Entre a vida e a morte
Se há famílias que têm dificuldade em suportar as despesas fúnebres dos seus entes queridos, há outras que optam por não ter filhos, concorrendo para o envelhecimento da população. Se por um lado há quem se endivide para pagar um funeral, há outros que não alargam as suas famílias para evitar custos com a educação dos filhos. São dois reversos dum cenário preocupante, fruto da conjuntura, e que acentua a tónica do estado do Estado Social. Vejamos.
O fenómeno do envelhecimento é uma realidade insofismável dos tempos modernos, em todos os países desenvolvidos, entre os quais se inclui Portugal. Porém, o nosso país está a envelhecer num ritmo bastante acelerado e preocupante. Em trinta anos, a percentagem de portugueses com mais de 65 anos passou de 11 por cento para 17,5 por cento.
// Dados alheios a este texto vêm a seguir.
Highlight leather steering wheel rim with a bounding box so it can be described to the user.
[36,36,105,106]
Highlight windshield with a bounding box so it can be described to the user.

Se não houver uma inversão na tendência, e de acordo com uma estimativa do Instituto Nacional de Estatística, em 2050, cerca de 80 por cento da população portuguesa apresentar-se-á envelhecida e dependente, ficaremos com um país de velhos, sem jovens e sem substituição das gerações. Há uma explicação. O decréscimo contínuo da taxa de natalidade, a redução da taxa de mortalidade e o aumento da esperança média de vida explicam o país que se está a construir do ponto de vista demográfico.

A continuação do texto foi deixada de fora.